Good to see this development. I’m not sure I understand the benefit of privatizing the metadata collection. The real deal is how many changes are actually put in place.

These comments illustrate the political landscape. The very first two as it happens

Which part of….”no search…except based on a warrant….sworn to by oath or affirmation…describing the person, places…..to be searched”
is unclear?

We all need to accept monitoring of all US phone calls in order to protect our security from people who will stop at nothing to destroy this country.

2 Charles Johnson  Wed, Dec 18, 2013 1:55:02pm
According to officials familiar with the report, the advisory group called for continuing the bulk collection of data about telephone calls, but moving it to private hands, a process that officials say could take several years.

I think “moving it to private hands” means requiring telecom companies to retain their call records for longer periods of time. That’s what I’ve seen discussed previously.

3 Political Atheist  Wed, Dec 18, 2013 2:16:59pm

re: #2 Charles Johnson

I think “moving it to private hands” means requiring telecom companies to retain their call records for longer periods of time. That’s what I’ve seen discussed previously.

Aha, that I like. Bravo.

4 Snertly  Wed, Dec 18, 2013 2:25:13pm

“the advisory group called for continuing the bulk collection of data about telephone calls, but moving it to private hands”

Oh, what a lovely candidate for outsourcing. Who might bid on the contract?

5 Political Atheist  Wed, Dec 18, 2013 2:30:46pm

re: #4 Snertly

“the advisory group called for continuing the bulk collection of data about telephone calls, but moving it to private hands”

Oh, what a lovely candidate for outsourcing. Who might bid on the contract?

Dude, see #2. AT&T.

6 Snertly  Wed, Dec 18, 2013 2:56:32pm

re: #5 Political Atheist

Dude, see #2. AT&T.

Would asking the telco to hang on to the data longer be the same thing as “moving it [the bulk collection of data about telephone calls] to private hands”? Sounds far fetched.

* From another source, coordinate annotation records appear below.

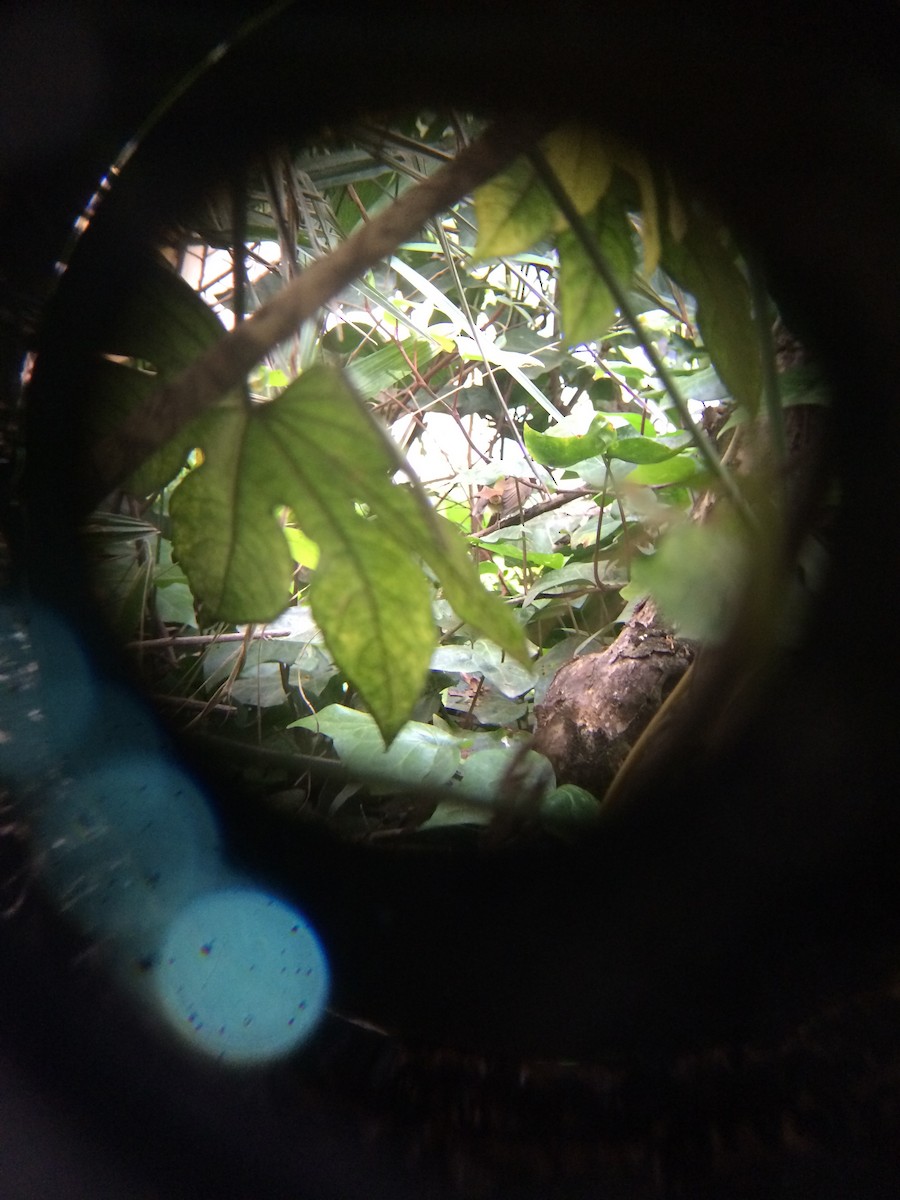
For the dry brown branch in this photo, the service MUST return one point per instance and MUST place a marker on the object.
(226, 365)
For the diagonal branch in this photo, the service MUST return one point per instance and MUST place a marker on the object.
(226, 365)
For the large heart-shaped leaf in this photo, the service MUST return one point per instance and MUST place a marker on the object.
(317, 450)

If data is still at the telco, then it hasn’t been “collected” yet. Were that the plan, calling the data “uncollected” would be a better selling point.

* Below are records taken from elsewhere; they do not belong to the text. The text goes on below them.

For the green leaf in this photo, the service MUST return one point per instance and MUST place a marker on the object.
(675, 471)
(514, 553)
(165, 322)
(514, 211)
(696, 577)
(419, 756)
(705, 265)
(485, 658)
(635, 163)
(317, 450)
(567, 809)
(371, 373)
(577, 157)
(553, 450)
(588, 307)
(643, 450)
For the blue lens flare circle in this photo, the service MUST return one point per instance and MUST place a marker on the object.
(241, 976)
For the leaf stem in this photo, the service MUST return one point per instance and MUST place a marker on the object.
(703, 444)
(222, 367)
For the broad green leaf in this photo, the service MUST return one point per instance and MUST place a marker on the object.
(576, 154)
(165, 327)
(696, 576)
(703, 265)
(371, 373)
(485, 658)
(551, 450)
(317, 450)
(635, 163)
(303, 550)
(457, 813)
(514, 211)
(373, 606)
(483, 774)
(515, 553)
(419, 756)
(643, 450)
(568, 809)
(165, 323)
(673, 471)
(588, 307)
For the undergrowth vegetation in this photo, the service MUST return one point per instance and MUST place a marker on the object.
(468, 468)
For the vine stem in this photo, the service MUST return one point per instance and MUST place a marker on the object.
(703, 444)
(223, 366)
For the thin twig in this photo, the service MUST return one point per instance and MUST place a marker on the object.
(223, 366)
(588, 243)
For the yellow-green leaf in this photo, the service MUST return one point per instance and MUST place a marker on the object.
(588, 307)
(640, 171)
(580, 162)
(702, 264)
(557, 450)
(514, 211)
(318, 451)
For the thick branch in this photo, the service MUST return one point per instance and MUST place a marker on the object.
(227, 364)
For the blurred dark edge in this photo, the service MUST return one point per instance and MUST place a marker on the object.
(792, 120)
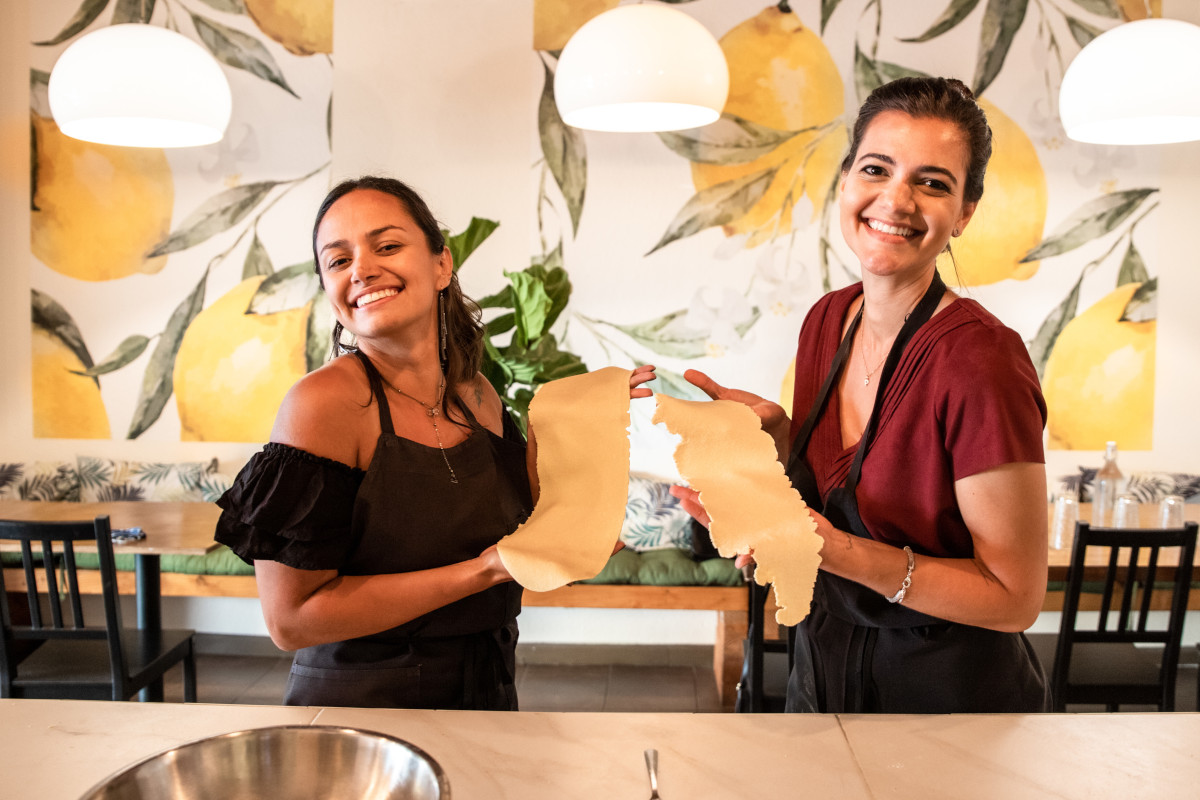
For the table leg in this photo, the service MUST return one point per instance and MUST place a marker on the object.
(149, 600)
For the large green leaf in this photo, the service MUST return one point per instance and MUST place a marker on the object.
(729, 140)
(1143, 306)
(215, 215)
(951, 17)
(157, 382)
(1001, 19)
(564, 150)
(240, 50)
(286, 289)
(1055, 322)
(1133, 269)
(1090, 221)
(57, 320)
(671, 336)
(84, 16)
(463, 244)
(125, 353)
(718, 205)
(133, 11)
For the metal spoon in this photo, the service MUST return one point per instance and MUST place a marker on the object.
(652, 767)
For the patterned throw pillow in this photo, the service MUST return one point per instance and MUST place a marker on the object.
(653, 517)
(103, 479)
(40, 480)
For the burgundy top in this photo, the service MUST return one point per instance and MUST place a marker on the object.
(964, 398)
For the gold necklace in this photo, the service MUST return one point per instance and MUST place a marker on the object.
(433, 413)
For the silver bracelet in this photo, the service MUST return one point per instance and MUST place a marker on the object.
(907, 579)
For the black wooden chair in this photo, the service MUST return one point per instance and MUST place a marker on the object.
(71, 660)
(1103, 663)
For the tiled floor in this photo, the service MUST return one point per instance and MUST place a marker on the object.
(257, 674)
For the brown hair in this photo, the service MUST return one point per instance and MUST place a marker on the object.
(465, 331)
(943, 98)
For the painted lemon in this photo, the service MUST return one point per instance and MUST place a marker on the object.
(233, 368)
(66, 405)
(556, 20)
(1099, 379)
(301, 26)
(97, 209)
(1011, 217)
(781, 76)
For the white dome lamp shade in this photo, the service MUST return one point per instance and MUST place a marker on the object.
(641, 67)
(1138, 83)
(139, 85)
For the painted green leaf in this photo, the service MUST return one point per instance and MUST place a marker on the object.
(1090, 221)
(1133, 269)
(133, 11)
(1081, 31)
(671, 336)
(157, 382)
(240, 50)
(463, 244)
(870, 74)
(1055, 322)
(219, 212)
(827, 8)
(57, 320)
(729, 140)
(1102, 7)
(286, 289)
(1143, 306)
(1001, 19)
(84, 16)
(951, 17)
(257, 262)
(125, 353)
(228, 6)
(318, 342)
(564, 150)
(718, 205)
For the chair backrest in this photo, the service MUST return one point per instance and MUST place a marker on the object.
(1127, 579)
(55, 609)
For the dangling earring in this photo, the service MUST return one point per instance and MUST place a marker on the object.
(442, 325)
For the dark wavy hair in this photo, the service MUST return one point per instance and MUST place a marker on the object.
(465, 330)
(943, 98)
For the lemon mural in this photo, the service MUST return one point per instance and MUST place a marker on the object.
(1099, 379)
(97, 210)
(1011, 217)
(781, 77)
(233, 368)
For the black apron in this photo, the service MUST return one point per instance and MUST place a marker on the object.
(856, 651)
(408, 516)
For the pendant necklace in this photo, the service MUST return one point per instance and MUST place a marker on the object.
(433, 413)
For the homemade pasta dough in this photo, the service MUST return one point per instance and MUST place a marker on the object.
(581, 428)
(729, 458)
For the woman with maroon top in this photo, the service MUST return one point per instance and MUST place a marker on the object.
(918, 440)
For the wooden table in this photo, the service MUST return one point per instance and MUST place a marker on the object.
(57, 750)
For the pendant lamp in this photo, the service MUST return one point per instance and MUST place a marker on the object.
(142, 86)
(641, 67)
(1138, 83)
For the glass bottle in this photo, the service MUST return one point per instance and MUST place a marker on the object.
(1109, 482)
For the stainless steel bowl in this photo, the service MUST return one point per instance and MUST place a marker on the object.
(292, 762)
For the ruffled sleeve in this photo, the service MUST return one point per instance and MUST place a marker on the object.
(291, 506)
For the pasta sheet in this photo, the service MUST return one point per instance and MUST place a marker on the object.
(581, 428)
(729, 458)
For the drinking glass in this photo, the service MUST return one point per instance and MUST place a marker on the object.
(1125, 512)
(1170, 511)
(1066, 515)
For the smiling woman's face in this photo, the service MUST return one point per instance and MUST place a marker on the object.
(377, 269)
(903, 197)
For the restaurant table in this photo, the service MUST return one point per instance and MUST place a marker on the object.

7 Political Atheist  Wed, Dec 18, 2013 4:14:17pm

Leaving it in private hands. But lets see. I’m not seeing any advantage to a 3rd party. Solves the probable cause issue, the telcos just keep what they have anyway.

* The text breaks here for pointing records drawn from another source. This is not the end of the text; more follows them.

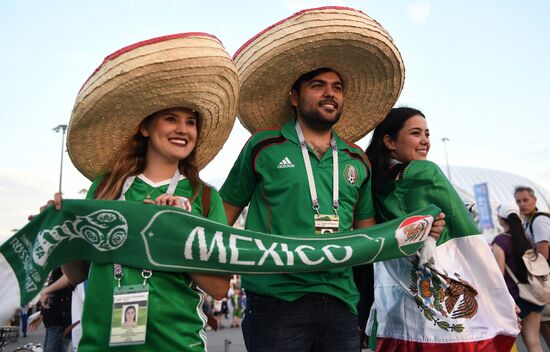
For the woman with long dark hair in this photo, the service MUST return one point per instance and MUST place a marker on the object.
(508, 249)
(442, 297)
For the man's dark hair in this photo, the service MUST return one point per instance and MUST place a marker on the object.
(524, 189)
(308, 76)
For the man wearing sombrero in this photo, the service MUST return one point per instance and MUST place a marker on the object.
(304, 177)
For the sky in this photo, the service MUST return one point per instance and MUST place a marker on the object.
(477, 69)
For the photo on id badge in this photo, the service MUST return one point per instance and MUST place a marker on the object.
(326, 223)
(128, 326)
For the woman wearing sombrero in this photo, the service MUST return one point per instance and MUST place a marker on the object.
(144, 124)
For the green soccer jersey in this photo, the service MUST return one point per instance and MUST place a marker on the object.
(270, 175)
(175, 320)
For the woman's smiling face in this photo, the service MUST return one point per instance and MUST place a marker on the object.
(412, 142)
(172, 134)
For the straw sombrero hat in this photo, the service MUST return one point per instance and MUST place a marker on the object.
(343, 39)
(190, 70)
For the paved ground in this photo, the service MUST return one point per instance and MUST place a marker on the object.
(223, 340)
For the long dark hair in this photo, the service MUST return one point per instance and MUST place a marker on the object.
(132, 162)
(379, 155)
(520, 243)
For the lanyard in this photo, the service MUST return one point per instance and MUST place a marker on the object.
(127, 184)
(171, 188)
(310, 178)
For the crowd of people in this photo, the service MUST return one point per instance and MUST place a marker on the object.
(156, 112)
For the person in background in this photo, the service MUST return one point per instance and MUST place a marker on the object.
(508, 249)
(537, 227)
(55, 300)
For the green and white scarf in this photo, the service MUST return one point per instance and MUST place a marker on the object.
(171, 239)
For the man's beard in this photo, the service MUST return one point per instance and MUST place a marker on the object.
(315, 120)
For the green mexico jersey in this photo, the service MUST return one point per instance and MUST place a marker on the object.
(270, 175)
(423, 183)
(175, 320)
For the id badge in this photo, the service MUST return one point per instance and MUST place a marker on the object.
(326, 223)
(129, 316)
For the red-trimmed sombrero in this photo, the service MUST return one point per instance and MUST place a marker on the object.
(190, 70)
(344, 39)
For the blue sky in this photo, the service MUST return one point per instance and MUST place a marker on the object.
(478, 70)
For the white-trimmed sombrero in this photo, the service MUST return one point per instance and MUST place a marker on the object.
(340, 38)
(190, 70)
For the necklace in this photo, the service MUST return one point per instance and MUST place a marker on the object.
(148, 194)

8 Charles Johnson  Wed, Dec 18, 2013 5:22:32pm

I was right, by the way - the recommendation is to have the telecom companies retain the metadata. And querying this data would require jumping through a much higher legal hoop.

If it’s adopted it would be a major change — essentially shuts down the NSA’s domestic metadata collection programs.

9 Political Atheist  Wed, Dec 18, 2013 6:15:00pm

re: #8 Charles Johnson

I was right, by the way - the recommendation is to have the telecom companies retain the metadata. And querying this data would require jumping through a much higher legal hoop.

If it’s adopted it would be a major change — essentially shuts down the NSA’s domestic metadata collection programs.

That is a win. No two ways about it, precisely the kind of change that I was looking for. BAM.